Tamas Roska in his paper puts the field on a more general footing, one that as a programmer looks a little more familiar to me. He boldly declares *A new era in computing starts:*

- NOT just parallel
- NOT using the present algorithms
- NOT massaging the nanoscale devices to repeat the functional primitives of CMOS building blocks
- Running time is NOT the only measure
- There are NO efficient tools
- Key: understanding spatial-temporal algorithmic dynamics Cellular Wave Computers: one way of thinking
- Cellular Wave Computers: one way of thinking

## The Technology Trend

- ~ 30 nm : over 10 billion transistors
- Severe limits for clock speed and power dissipation
- 25 k mixed mode processors and sensors on a cellular visual microprocessor at 180 nm
- 45 nm: 70 k logic- and 2k arithmetic- processors about 1 million 8 bit microprocessors could be placed (~5 Billion transistors) ...Why not?
- Wire delay is bigger than gate delay, hence communication speed is limited (synchrony radius)
- Hence: The precedence of Locality ~ i.e.
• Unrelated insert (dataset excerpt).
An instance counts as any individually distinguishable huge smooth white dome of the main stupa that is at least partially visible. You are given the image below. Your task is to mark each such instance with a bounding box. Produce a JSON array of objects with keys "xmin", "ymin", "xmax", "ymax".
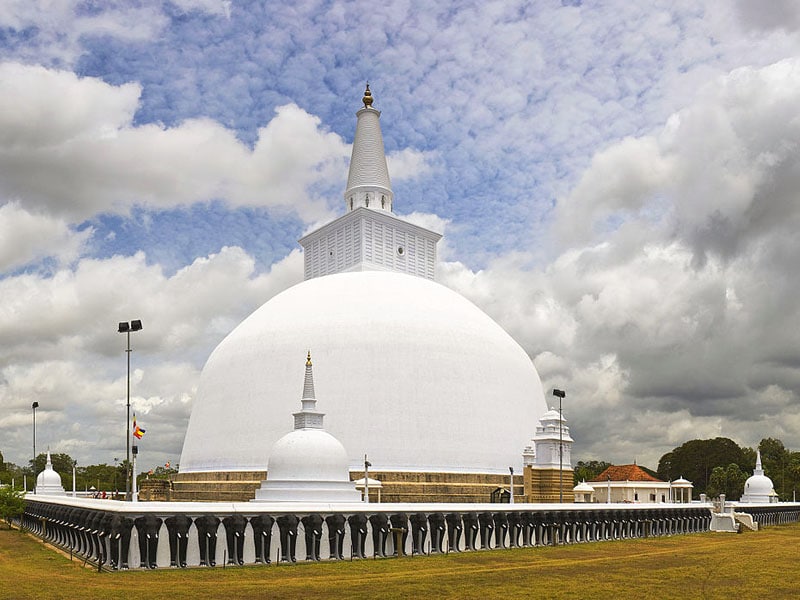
[{"xmin": 180, "ymin": 271, "xmax": 547, "ymax": 473}]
Cellular, mainly locally connected architecture is a must for high computing power

## Virtual and Physical Cellular Machines

- (i) to hide the physical details of the huge number of processing elements (cores, cells, threads, etc.),
- (ii) to provide the framework for designing the algorithms with elementary array instructions, and
- (iii) to serve as the starting phase for the Virtual to Physical Cellular Machine mapping.

## Virtual Cellular Machines

- Its computational building blocks are mainly arrays, composed of operator and memory elements, acting in space and time
- Heterogeneous and homogeneous computational blocks
- Building blocks have no physical constraints - size, bandwidth, speed, power dissipation, except the two classes of memory access local and global)
- Is composed of five types of building blocks:
- (i) cellular processor arrays/layers, CP, with simple (L, or A, or S type) or complex (X) cells and their local memories, these are the protagonist building blocks,
- (ii) classical digital stored program computers, P (microprocessors),
- (iii) multimodal topographic (T) or non-topographic inputs and outputs, I/O (e.g. scalar, vector, or matrix signals),
- (iv) global memories of different data types M, organized in qualitatively different sizes and access times (e.g. cache memories), and
- (v) interconnection pathways B (busses).
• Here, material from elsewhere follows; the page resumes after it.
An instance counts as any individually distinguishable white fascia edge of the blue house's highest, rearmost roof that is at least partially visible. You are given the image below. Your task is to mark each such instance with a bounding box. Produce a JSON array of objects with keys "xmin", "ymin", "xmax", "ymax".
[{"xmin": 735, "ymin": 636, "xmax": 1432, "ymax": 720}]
- Tasks, the algorithms to be implemented, are defined on the Data/Memory representations of the Virtual Cellular Machine
- Various data representations for Topographic (e.g. picture, image, PDE, molecule dynamics) and Non-topographic (e.g. Markov processes, algebra, number theory) problems

## New Principles

- the role of the geometric address of a single processor in an array is introducing new algorithmic principles:
- the precedence of geometric locality (due to the physical and logical locality), i.e. the cellular character – granular, topographic, etc.
- cellular wave dynamics as an instruction
- streaming activity pattern in logic
- Do NOT parallelize existing single processor algorithms – invent new cellular algorithms
- The physical constraints on communication speed and power dissipation
- The basic constraints are: wire delay and power dissipation. A side constraint is the number of communication pins (contacts).
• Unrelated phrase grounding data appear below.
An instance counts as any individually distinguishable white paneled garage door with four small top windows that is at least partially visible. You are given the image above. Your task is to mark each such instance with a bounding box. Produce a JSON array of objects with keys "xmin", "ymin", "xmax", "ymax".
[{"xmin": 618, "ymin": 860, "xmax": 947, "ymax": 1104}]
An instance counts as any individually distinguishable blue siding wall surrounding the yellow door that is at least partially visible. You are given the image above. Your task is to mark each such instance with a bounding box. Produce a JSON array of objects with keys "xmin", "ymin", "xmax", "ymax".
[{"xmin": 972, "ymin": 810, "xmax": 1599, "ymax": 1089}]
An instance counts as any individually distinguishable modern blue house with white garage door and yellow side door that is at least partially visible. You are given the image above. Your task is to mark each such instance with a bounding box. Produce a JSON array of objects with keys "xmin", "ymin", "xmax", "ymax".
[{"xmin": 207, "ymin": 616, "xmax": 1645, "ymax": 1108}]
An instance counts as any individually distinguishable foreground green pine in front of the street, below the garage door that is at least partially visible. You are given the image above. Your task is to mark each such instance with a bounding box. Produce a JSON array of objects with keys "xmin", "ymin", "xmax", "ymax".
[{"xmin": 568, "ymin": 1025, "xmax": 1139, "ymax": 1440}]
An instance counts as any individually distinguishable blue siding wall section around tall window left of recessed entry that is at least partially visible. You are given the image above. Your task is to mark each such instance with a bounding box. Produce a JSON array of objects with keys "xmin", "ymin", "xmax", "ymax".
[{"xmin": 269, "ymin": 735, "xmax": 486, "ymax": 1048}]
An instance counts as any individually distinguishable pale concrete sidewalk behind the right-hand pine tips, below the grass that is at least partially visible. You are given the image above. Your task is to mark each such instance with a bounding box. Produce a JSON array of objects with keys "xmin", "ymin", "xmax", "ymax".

## New principles of Computational Complexity

- The algorithmic and physical complexity measures of these many core architectures will be eventually different compared to the single processor systems – abandoning the asymptotic framework (what is big? 1 million?).
- With Ω cores and M total memory the finite virtual algorithmic complexity Ca = Ca(Ω , M )
- The finite physical computational complexity of an algorithm is measured by a proper mix of speed, power, area, and accuracy.
- A new era in Computer Science, Computer engineering begins….

## Reader Comments (1)

These seem very applicable to Finite-Difference calculations such as grids used for fluid dynamics or electromagnetics. I think it has been done using FPGA devices. I'm not sure how it would apply to any web type problem.